Relation Extraction is an important task of NLP. Most existing works focus on intra-sentence RE. In fact, in real-world scenarios, a large amount of relations are expressed across sentences. The task of identifying these relations is named inter-sentence RE.
Typically, inter-sentence relations occur in textual snippets with several sentences, such as documents. In these snippets, each entity is usually repeated with the same phrases or aliases, the occurrences of which are often named entity mentions and regarded as instances of the entity.

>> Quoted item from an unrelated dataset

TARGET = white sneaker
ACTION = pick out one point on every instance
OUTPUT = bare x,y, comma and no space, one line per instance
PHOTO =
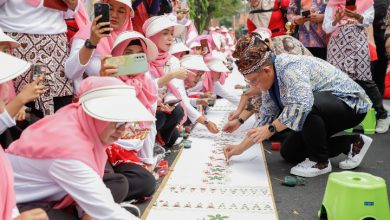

The multiple mentions of the target entities in different sentences can be useful for the identification of inter-sentential relations, as these relations may depend on the interactions of their mentions with other entities in the same document. The figure above is an good example of identifying the relationship between “ethambutol”, “isoniazid” and “scotoma”, where they all interact with the green colored entity (and its alias).
document-level RE
-
In concept, document-level RE the input is considered an annotated document. The annotations include concept-level entities as well as multiple occurrences of each entity under the same phrase of alias, i.e., entity mentions.
-
Objective: the objective of the task is given an annotated document, to identify all the related concept-level pairs in that document.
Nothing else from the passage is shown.